Now I didn’t hear what the GJ did, but the video itself seems that there is PC for charges to go forward. Maybe there is not evidence to convict him, but from the video alone, I think there is enough to charge him with criminally negligent homicide.

[QUOTE=NY Penal Code]
Justification; use of physical force in resisting arrest prohibited.

A person may not use physical force to resist an arrest, whether authorized or unauthorized, which is being effected or attempted by a police officer or peace officer when it would reasonably appear that the latter is a police officer or peace officer.
[/QUOTE]

To your knowledge, have these laws ever been challenged on due process grounds, or 4th or 5th amendment grounds? Imagine a rogue police officer who stops me on the street with no articulate suspicion and tells me I’m under arrest. He proceeds to pummel me into the dirt and kick me in the kidneys.

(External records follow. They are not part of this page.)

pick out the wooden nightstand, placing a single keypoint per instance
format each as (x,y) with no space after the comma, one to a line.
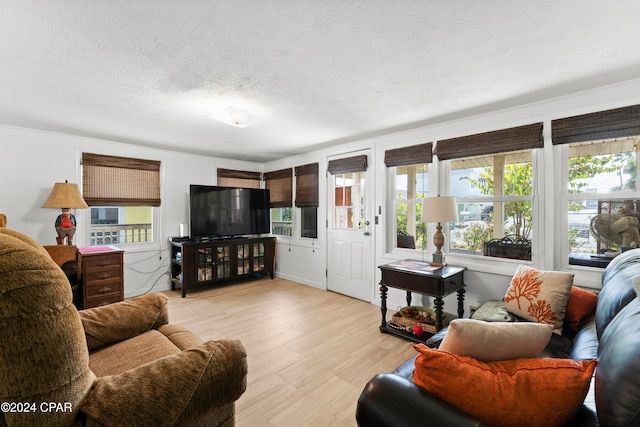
(102,270)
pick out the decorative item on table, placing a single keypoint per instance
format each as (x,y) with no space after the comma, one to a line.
(439,210)
(65,196)
(415,319)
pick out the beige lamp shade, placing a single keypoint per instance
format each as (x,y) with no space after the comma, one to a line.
(65,195)
(439,209)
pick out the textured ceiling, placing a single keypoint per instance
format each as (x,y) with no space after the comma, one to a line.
(310,72)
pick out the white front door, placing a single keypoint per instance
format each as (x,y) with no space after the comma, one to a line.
(350,248)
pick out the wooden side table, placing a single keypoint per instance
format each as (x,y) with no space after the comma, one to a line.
(421,277)
(102,270)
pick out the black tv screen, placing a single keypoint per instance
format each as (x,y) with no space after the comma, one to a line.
(228,211)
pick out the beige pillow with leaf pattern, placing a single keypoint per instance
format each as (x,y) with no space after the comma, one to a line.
(539,296)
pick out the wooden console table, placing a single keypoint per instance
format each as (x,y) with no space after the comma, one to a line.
(421,277)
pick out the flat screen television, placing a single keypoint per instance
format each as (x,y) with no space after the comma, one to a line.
(218,212)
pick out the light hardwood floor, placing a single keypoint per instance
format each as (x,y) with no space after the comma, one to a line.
(310,351)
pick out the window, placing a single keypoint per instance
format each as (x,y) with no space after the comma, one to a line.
(280,186)
(602,193)
(409,172)
(123,194)
(492,177)
(307,199)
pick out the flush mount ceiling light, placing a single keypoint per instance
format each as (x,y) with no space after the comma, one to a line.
(234,116)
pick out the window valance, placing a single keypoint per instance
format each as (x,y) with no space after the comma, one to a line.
(415,154)
(616,123)
(498,141)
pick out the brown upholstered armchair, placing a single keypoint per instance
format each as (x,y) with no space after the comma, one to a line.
(121,364)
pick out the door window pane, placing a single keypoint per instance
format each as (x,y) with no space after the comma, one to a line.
(349,200)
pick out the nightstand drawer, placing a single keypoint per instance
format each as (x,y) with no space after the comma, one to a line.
(97,302)
(93,276)
(102,275)
(102,261)
(106,287)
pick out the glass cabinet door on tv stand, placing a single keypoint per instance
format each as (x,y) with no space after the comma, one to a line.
(201,263)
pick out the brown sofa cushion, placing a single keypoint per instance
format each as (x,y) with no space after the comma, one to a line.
(44,354)
(131,353)
(181,389)
(120,321)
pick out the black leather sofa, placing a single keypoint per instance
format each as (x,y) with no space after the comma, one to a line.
(612,335)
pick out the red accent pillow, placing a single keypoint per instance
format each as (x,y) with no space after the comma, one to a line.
(581,304)
(520,392)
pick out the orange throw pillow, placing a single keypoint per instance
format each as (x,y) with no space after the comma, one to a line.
(581,304)
(521,392)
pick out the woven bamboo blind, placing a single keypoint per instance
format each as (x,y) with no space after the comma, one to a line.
(120,181)
(499,141)
(349,164)
(616,123)
(236,178)
(307,194)
(413,155)
(280,186)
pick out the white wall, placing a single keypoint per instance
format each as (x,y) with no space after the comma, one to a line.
(32,161)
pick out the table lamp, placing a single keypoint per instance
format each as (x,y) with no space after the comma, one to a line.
(439,209)
(65,196)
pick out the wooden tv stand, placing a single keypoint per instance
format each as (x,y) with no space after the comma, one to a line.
(200,263)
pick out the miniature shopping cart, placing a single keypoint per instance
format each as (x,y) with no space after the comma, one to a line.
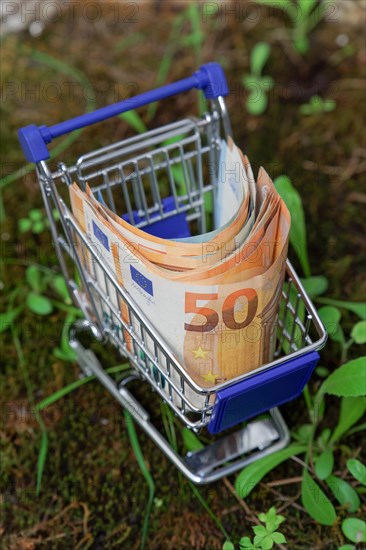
(165,182)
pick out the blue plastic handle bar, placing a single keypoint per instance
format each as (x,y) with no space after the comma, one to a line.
(33,139)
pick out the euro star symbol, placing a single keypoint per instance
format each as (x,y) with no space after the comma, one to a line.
(209,377)
(199,353)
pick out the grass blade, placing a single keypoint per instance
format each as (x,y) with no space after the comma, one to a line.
(145,472)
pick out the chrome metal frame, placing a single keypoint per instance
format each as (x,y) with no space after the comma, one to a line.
(125,171)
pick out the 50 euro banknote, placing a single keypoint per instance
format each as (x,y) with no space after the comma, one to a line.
(217,318)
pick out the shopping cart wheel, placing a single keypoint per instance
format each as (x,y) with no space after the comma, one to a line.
(224,456)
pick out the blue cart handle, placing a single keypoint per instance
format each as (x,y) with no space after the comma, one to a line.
(210,78)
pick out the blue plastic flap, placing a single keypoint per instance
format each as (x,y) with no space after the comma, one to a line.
(175,227)
(261,392)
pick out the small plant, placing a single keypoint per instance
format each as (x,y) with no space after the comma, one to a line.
(317,105)
(321,484)
(35,294)
(304,16)
(36,221)
(255,83)
(265,536)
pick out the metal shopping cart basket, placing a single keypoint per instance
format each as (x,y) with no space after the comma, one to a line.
(139,176)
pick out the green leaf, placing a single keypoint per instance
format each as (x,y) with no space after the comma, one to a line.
(357,469)
(329,105)
(306,6)
(24,225)
(315,286)
(315,502)
(39,304)
(354,529)
(359,332)
(304,433)
(191,441)
(357,308)
(330,317)
(245,542)
(33,277)
(349,380)
(266,543)
(259,57)
(352,409)
(260,530)
(278,538)
(256,104)
(65,355)
(344,493)
(323,372)
(252,474)
(301,44)
(133,119)
(298,229)
(324,464)
(8,317)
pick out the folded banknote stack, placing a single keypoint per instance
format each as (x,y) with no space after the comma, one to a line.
(213,298)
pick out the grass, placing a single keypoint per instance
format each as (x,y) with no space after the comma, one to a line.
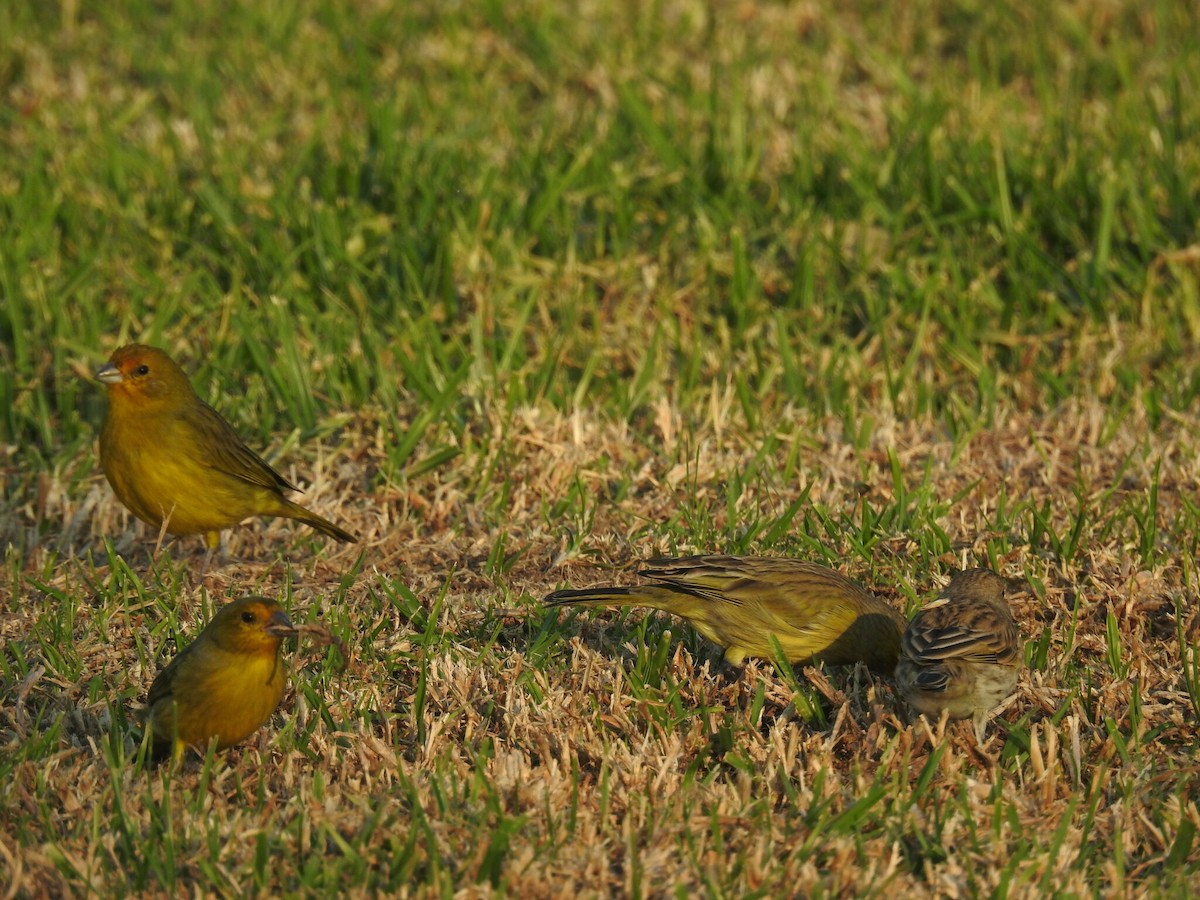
(526,292)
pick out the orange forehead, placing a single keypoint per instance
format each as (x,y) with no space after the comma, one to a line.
(132,355)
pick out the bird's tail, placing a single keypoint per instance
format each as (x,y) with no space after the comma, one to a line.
(324,526)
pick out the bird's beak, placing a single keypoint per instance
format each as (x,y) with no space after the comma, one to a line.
(280,625)
(108,373)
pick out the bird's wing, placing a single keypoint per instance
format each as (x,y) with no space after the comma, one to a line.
(220,448)
(976,633)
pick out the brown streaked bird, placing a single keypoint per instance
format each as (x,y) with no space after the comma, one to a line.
(739,603)
(961,653)
(175,463)
(225,684)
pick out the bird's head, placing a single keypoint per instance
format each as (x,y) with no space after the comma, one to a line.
(251,625)
(143,373)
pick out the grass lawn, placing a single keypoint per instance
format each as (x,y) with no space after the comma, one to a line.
(523,293)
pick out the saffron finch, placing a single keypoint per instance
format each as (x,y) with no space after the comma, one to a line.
(226,683)
(175,463)
(741,603)
(961,653)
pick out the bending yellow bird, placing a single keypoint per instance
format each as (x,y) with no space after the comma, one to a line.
(741,603)
(174,462)
(226,683)
(961,653)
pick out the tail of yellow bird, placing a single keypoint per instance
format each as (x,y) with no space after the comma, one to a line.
(294,510)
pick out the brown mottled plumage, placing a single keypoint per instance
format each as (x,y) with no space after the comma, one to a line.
(739,603)
(961,652)
(172,459)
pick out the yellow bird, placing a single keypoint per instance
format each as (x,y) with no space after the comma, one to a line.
(741,603)
(961,652)
(172,459)
(226,683)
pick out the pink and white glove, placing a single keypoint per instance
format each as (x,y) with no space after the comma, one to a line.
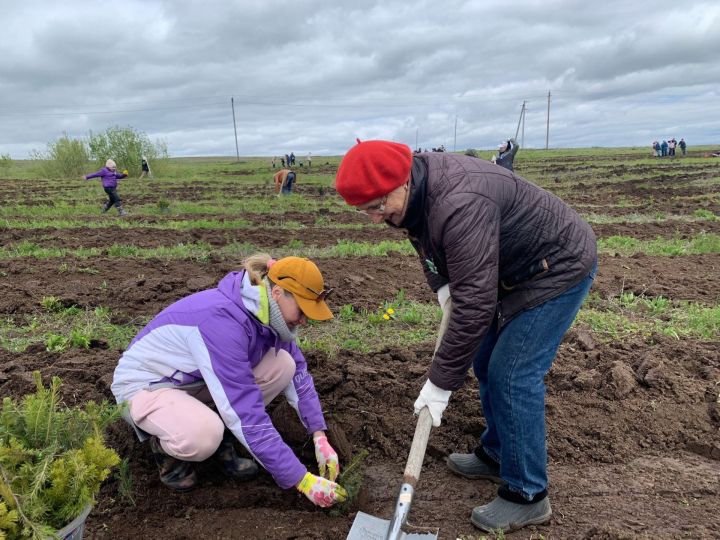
(321,491)
(326,457)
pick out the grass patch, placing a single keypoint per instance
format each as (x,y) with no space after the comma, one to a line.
(60,328)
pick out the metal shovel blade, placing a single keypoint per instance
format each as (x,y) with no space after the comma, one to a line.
(367,527)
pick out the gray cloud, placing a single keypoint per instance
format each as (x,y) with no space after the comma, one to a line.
(308,75)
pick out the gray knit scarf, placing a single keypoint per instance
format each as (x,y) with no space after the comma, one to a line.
(277,322)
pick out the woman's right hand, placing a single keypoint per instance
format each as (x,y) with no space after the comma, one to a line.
(321,491)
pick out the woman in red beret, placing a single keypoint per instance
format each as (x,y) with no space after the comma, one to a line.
(511,264)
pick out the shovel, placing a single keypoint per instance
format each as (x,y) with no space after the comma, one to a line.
(367,527)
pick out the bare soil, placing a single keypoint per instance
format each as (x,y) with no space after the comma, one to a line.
(633,426)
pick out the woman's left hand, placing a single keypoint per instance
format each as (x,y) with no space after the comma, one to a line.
(326,457)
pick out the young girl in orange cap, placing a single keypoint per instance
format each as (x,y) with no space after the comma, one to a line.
(200,375)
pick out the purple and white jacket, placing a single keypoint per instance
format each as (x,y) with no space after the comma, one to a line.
(109,178)
(216,337)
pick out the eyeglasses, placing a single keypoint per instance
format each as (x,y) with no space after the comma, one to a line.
(375,208)
(322,295)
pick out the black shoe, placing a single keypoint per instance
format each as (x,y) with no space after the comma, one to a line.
(176,474)
(471,466)
(233,465)
(510,516)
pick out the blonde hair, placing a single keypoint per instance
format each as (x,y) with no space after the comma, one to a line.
(256,266)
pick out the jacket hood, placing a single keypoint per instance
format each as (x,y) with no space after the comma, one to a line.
(236,286)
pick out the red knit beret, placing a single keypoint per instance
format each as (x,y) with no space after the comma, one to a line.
(372,169)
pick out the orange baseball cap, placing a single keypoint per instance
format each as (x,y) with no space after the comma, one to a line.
(303,279)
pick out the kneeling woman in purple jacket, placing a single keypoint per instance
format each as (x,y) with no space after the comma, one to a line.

I am mindful of the law, so I use no force in return until I finally can’t take it anymore and I grab his arm to block another blow.

The court then finds my arrest unlawful, but upholds my battery conviction because I have no privilege to resist an unlawful arrest. Can this possibly stand in a free country?

How do you know if you’re being arrested, though?

If I’m walking down the street and a cop suddenly comes over and puts me a in bear hug so another cop can cuff me, why should I assume I’m under arrest if they don’t tell me I am? Isn’t it perfectly reasonable for me to think these cops mean me harm, regardless of whether they are wearing a uniform? Why do I not have the right to self-defense in this situation?

To make it unlawful for a person to do anything in this scenario except submit to a possible kidnapping like a quiet little lamb should bother everyone, whether they be on the left or right. It also makes me question the point of the 2nd amendment. If all an Oppressive Government needs to do to subjugate the people is tell cops to arrest any gun owner and confiscate their weapons, then it’s a right with no teeth and we might as well chuck it out the window.

I haven’t done the research.

But my informed guess would be “no,” because the prosecutor wouldn’t ever file those charges, and so as a practical matter no one has standing to challenge the law.